He studied at Modern School, Delhi and St. Stephen's College, Delhi and did Bar at Law from England. He was born with a silver spoon in his mouth as he was the son of a rich contractor, Sir Shobha Singh.

His father had given witness against Shaheed Bhagat Singh and somebody called Khushwant, a traitor's son but Khushwant Singh replied that whatever his father had told the Court was the truth.

He practiced at the Lahore Bar but had to flee Lahore in the wake of partition and came to India. Thereafter he served in the Indian Embassies in UK and Canada. Soon, he became a writer and journalist. He edited the magazine, Illustrated Weekly of India for a decade from 1970 to 1980 and raised its circulation manifold.
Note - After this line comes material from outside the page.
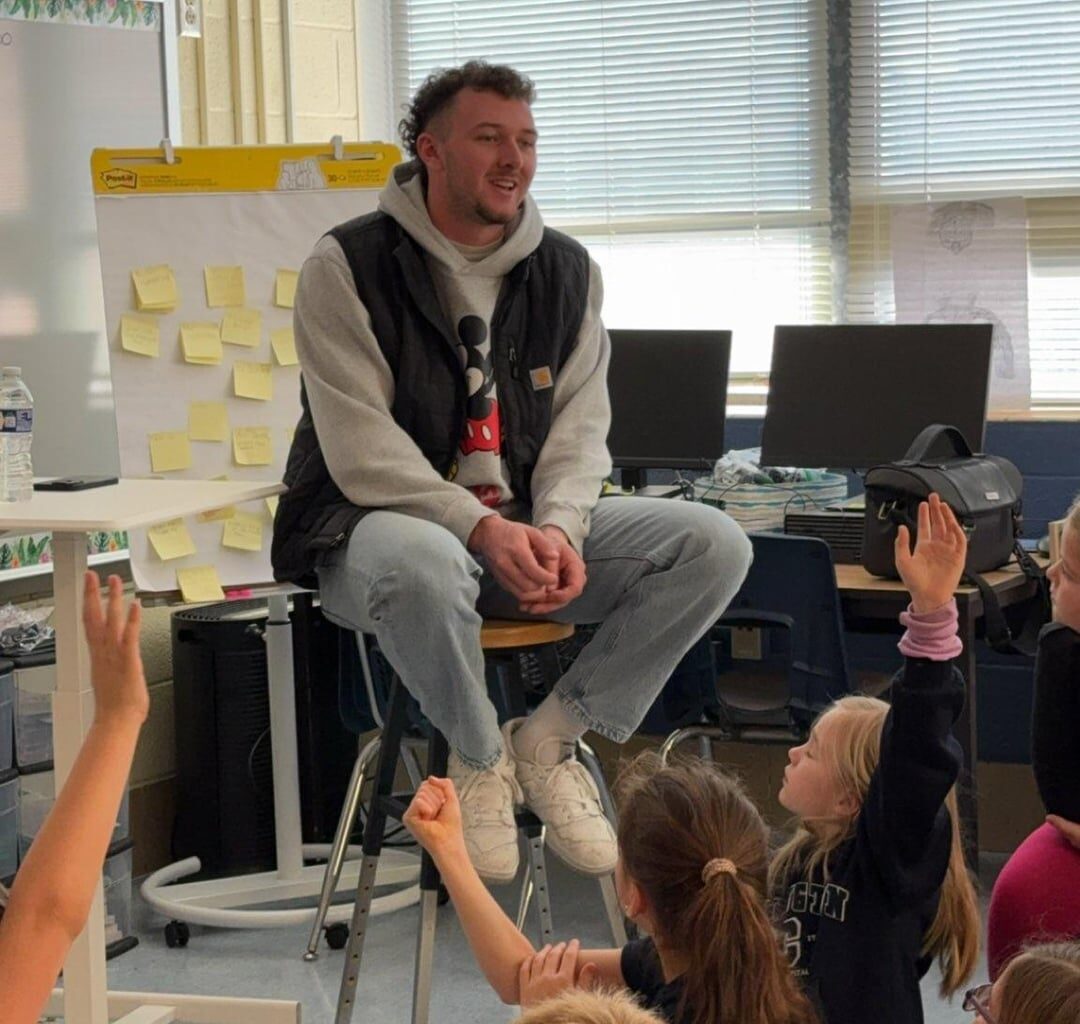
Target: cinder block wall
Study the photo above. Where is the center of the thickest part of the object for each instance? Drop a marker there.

Thereafter he was editor of the daily, the Hindustan Times from 1980 to 1983. He wrote many novels and short stories but was famous for his weekly column, "Malice Towards One and All" which appeared in the daily, Hindustan Times.

He had a raw sense of humour and wrote candidly. In his own words, "My first short story was published by a magazine in Canada and thereafter, there was no going back and whatever nonsense I wrote, was published".

He candidly admitted that he was a lecher who treated women of all ages as objects of lust. So, the lecher is dead, Long live the lecher. Once an irate Canadian Khalistani wrote him a very abusive letter in Gurmukhi with the address in English which read: "To bastard Khushwant Singh, India" and it did reach him prompting him to remark that envelope with full addresses written on them do not reach their destination but this nonsensical address reached as if he was the only bastard in India.

He wrote jokes on Sikhs called Santa Banta jokes. When SGPC threatened to take action against him, he simply wrote back to them, "Go to hell". He was full of humour and had no fear for his life. My salute to him.